Monroe County councilors will be getting a presentation about capital improvement boards (CIBs) at their meeting scheduled for Tuesday night.
The goal is for the fiscal body of the county to get a clearer understanding from the county’s legal staff about how a CIB might fit into the planned expansion of the county’s convention center.
County councilors will also get a presentation from the three county commissioners on the eastward expansion option for the convention center. It’s the option the commissioners favor. It’s different from the northward option recommended in the spring by a nine-member steering committee, and favored by Bloomington.
Part of the background for the Tuesday meeting of the county council will now include a letter sent on Saturday, by Bloomington’s mayor, John Hamilton, to the county’s board of commissioners. The board is the executive branch of government for the county.
The letter summarizes the mayor’s position in writing, which he expressed orally last Wednesday, when he attended the regular meeting of the commissioners.
The main point of conflict between the mayor and the commissioners is what entity should move the convention center expansion forward from a preliminary design phase that concluded this spring. The project has made no visible progress since the preliminary site plan recommendation was made by a nine-member steering committee in late May.

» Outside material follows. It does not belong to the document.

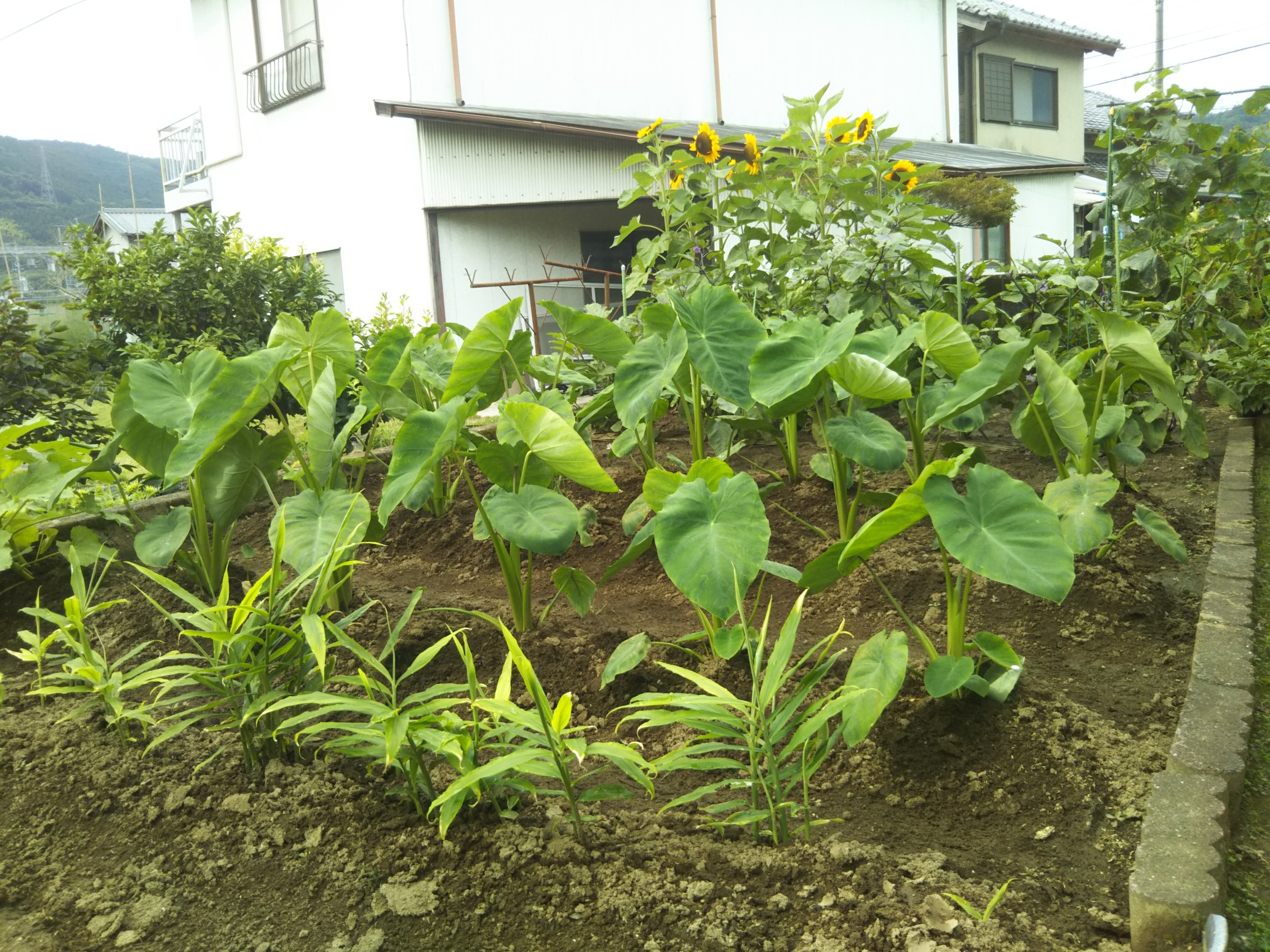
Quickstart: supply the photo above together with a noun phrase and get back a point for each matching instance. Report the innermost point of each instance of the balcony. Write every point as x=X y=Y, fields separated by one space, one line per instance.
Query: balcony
x=183 y=164
x=287 y=76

Hamilton wants to revise the memorandum of understanding (MOU) that established the steering committee, so that the same committee can continue with the final design and construction. The three county commissioners, led by president Julie Thomas, want to form a capital improvement board that will handle the next phases of the project.
Hamilton is not in principle opposed to forming a CIB, and has suggested it in the past, but also thinks the option of a government-sponsored 501(c)(3) needs to be considered. Hamilton sees the governance question as coming later, because he thinks establishing a CIB will take several months. In the meantime, he wants the steering committee to get the project re-started.
The county commissioners have the statutory authority to create a CIB. But forming a CIB that plays any role in the convention center expansion will be impossible unless the two sides can agree on some basics, like which units of government get to make appointments to the seven-member CIB.
While parallels to Monroe County and Bloomington’s situation are not perfect, Vigo County and Allen County have already formed capital improvement boards. In those counties, the CIBs handle convention-center-related expenditures of food and beverage tax revenue. Monroe County’s convention center expansion is planned to be financed through the food and beverage tax that’s been collected since February 2018. The tax had to be approved by Monroe County councilors. It passed on a 4–3 vote.
In Vigo County, the city of Terre Haute has three appointments to the CIB and the county government has four. In Allen County, the split on CIB appointments is three for the mayor of Fort Wayne and three for Allen County’s commissioners, with a seventh selected by those six.
Monroe County’s commissioners envision either a 4–3 or a 3–4 split between Bloomington and Monroe County. Hamilton’s Saturday letter reiterates the city’s position expressed last Wednesday: “The city would urge that such appointments be more reflective of the relative value of assets—land, buildings and financing—that would be provided to the ultimate project, which would suggest a ratio of 6 to 1 or 5 to 2 in appointments, in light of the city’s majority contributions of those assets.”
As part of the ledger of assets contributed, county commissioners count a couple million dollars worth of innkeepers tax annually that goes to pay the debt and maintenance of the existing convention center. They also count the existing convention center, land for the expansion, as well as the county’s “political capital” that went into the approval of the food and beverage tax.
Prominent in the city’s perspective is the 90-10 split between the city and the county for the shares of the food and beverage tax, which is based on the location of businesses that collect the tax. The county government is not contributing any of its 10-percent share to the convention center expansion. It’s pursing another tourism-related project, related to limestone heritage.
Neither side has laid out publicly the arithmetic for their respective financial contributions to the project. The convention center expansion piece is estimated to cost around $44 million, for which the city’s share of the food and beverage tax is adequate, according to the city’s financial consultant. A planned $15-million, 550-space parking garage to support the expanded convention center is to be financed from the city’s TIF revenues.
Tuesday’s presentation to county councilors about CIBs is the 15th item on a substantial meeting agenda. The meeting’s information packet includes the slide deck for the CIB presentation as well as a slide for the eastern expansion option for the convention center.
Another food-and-beverage tax related item on the county council’s Tuesday’s agenda is the appointment of a different county councilor to the food and beverage tax advisory commission. Shelli Yoder previously served as the county council’s appointment. But Yoder recently resigned from the county council because she moved her residence outside District 1, which she represented.
Yoder’s replacement on the county council will be chosen by a caucus of the Democratic Party, which is currently scheduled for Thursday, November 14, at 6 p.m. in the Nat U. Hill Room of the Monroe County Courthouse.
At the second meeting of county and city officials about the convention center expansion, which took place on Oct. 29, a tentative next meeting date of Nov. 21 was set. The Tuesday meeting of the county council indicates there’ll be some discussion of that meeting date.